Frederic Vasseur needs "time" to settle into his new job as Ferrari team boss.
That is the view of Ferrari driver Carlos Sainz, following Mattia Binotto's ousting - with Sauber-Alfa Romeo chief and Frenchman Vasseur set to start work early in the new year.
"I had my first contact with him as a Ferrari driver yesterday. I called him," the Spaniard told Spanish media at the Estrella Galacia museum.
"It is a change that we hope will be for the better," Sainz added.
"Whenever a new person joins the team there is extra motivation to do well and the team will try to take another step forward. Ferrari is a giant, there are 1,300 people and we have to give Fred time.
"He will need time to see what changes the team needs, but I have heard very good things about him and I know him personally because he wanted to sign me to go to Renault. We had contact and negotiations," Sainz revealed.
"I know he's going to do well."
Already, however, F1 insiders are predicting trouble ahead for Ferrari's latest team boss.
"Vasseur is certainly good," former team founder Gian Carlo Minardi told Corriere dello Sport. "But I would not have changed Mattia Binotto.
"He deserved another chance."
But former F1 driver Marc Surer thinks Frenchman Vasseur is well equipped for the task due to his "very thick skin".
"Alfa Romeo had a number of bad years and he managed to pull the team out of that to some degree," he told formel1.de.

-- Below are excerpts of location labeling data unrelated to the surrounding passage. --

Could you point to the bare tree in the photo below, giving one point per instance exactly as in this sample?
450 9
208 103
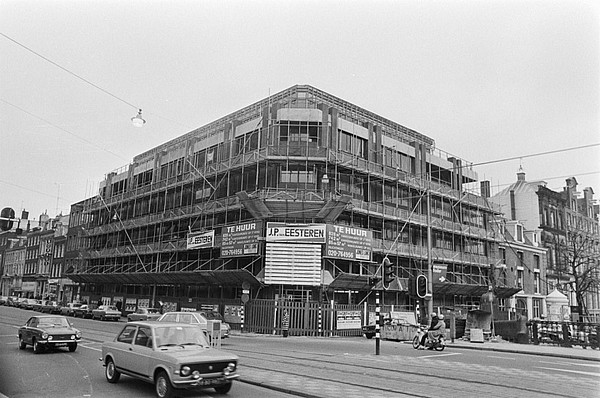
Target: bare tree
579 254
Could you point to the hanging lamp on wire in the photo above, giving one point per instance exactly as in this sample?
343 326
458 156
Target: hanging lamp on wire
138 120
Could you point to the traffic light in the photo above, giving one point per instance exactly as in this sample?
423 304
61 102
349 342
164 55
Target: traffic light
388 272
5 219
374 280
421 286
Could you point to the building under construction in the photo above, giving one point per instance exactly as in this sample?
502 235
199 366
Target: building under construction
299 196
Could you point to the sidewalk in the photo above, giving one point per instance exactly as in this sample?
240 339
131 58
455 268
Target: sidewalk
576 352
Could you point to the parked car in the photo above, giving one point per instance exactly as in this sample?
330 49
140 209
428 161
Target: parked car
193 318
27 304
83 311
105 312
48 331
69 309
144 314
37 306
12 301
51 307
172 356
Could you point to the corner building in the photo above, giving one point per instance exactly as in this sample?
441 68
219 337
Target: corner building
299 196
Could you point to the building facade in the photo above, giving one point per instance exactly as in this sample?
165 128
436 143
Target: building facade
568 221
299 196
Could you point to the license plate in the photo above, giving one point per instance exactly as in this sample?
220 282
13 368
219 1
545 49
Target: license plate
210 382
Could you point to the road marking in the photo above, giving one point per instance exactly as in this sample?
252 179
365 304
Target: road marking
591 365
90 348
570 371
441 355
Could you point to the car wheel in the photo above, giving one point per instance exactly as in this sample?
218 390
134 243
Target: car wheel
163 386
416 342
111 372
37 347
224 389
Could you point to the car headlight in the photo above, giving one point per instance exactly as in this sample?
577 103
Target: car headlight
229 369
185 371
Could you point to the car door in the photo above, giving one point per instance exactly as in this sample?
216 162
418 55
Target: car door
124 355
29 329
142 350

"He has received a lot of criticism in the previous seasons, but he has always remained calm. That means you can also survive at Ferrari."

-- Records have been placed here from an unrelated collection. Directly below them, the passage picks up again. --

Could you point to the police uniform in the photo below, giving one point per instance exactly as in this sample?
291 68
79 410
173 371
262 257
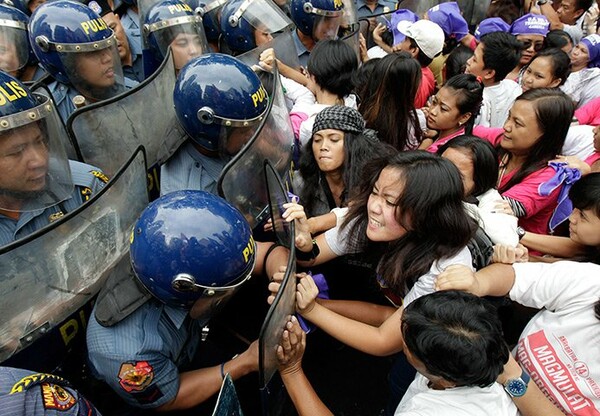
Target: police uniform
140 357
190 169
88 180
63 94
26 393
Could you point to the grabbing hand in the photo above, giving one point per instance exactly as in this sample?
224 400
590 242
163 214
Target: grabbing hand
275 284
508 255
295 212
306 293
458 277
291 347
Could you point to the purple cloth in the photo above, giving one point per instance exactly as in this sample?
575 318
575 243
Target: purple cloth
592 42
323 294
531 24
397 18
490 25
449 18
566 177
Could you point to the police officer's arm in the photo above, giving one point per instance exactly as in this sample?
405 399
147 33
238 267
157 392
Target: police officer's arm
197 386
289 355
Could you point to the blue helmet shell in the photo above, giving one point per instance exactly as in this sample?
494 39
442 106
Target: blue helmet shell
63 22
191 233
215 91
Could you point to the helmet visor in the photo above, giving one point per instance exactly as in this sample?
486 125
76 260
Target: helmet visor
14 48
34 170
95 72
186 39
327 27
264 16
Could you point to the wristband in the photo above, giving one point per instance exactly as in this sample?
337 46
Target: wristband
311 255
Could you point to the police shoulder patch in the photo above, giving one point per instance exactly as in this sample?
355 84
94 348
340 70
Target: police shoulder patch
56 397
135 376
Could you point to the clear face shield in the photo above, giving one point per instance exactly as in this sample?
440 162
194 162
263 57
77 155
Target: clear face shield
212 299
94 68
327 26
264 16
185 35
14 47
34 170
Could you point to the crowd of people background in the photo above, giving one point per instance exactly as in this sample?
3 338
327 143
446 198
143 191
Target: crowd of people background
452 164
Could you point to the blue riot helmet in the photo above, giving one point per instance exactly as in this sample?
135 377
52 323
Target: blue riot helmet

And Surer thinks Ferrari was right to make a fundamental change after the often calamitous 2022 season.
"Binotto has a great technical background, but during the races he's basically just useless, I'm sorry," he said.
"He accepted way too many of the team's mistakes and tried to justify everything. But you can't just do that. There has to be consequences and Vasseur knows that."

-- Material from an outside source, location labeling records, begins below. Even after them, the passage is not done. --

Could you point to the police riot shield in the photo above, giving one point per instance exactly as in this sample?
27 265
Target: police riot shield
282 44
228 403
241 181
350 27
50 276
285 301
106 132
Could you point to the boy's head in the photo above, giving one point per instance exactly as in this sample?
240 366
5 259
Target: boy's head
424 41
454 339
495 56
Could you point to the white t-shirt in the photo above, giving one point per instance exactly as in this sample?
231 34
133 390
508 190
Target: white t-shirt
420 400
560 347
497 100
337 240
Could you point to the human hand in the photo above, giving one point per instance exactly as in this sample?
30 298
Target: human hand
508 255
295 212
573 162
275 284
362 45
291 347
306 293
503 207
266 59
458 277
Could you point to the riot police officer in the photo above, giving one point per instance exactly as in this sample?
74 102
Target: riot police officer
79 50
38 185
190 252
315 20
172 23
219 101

Ferrari insider Leo Turrini, meanwhile, insists that Vasseur has headwinds ahead of him.
"Vasseur is a racing expert and he inherits a new car, which can be both a bonus but also an alibi in case of bad results," he said.
"He will have to lead a team of more than 2000 people plus two drivers, as well as revolutionise the pit wall, fix communication gaps, restore political weight, and finally return a winning mentality to a team that has been losing for 15 years," said the Italian.
Indeed, the Daily Mail newspaper insists Red Bull boss Christian Horner was offered the deal but turned it down.
"There is too much politics below the surface at Ferrari," a source close to the Briton said. "Too many egos.
"If someone starts succeeding, someone else pulls him down."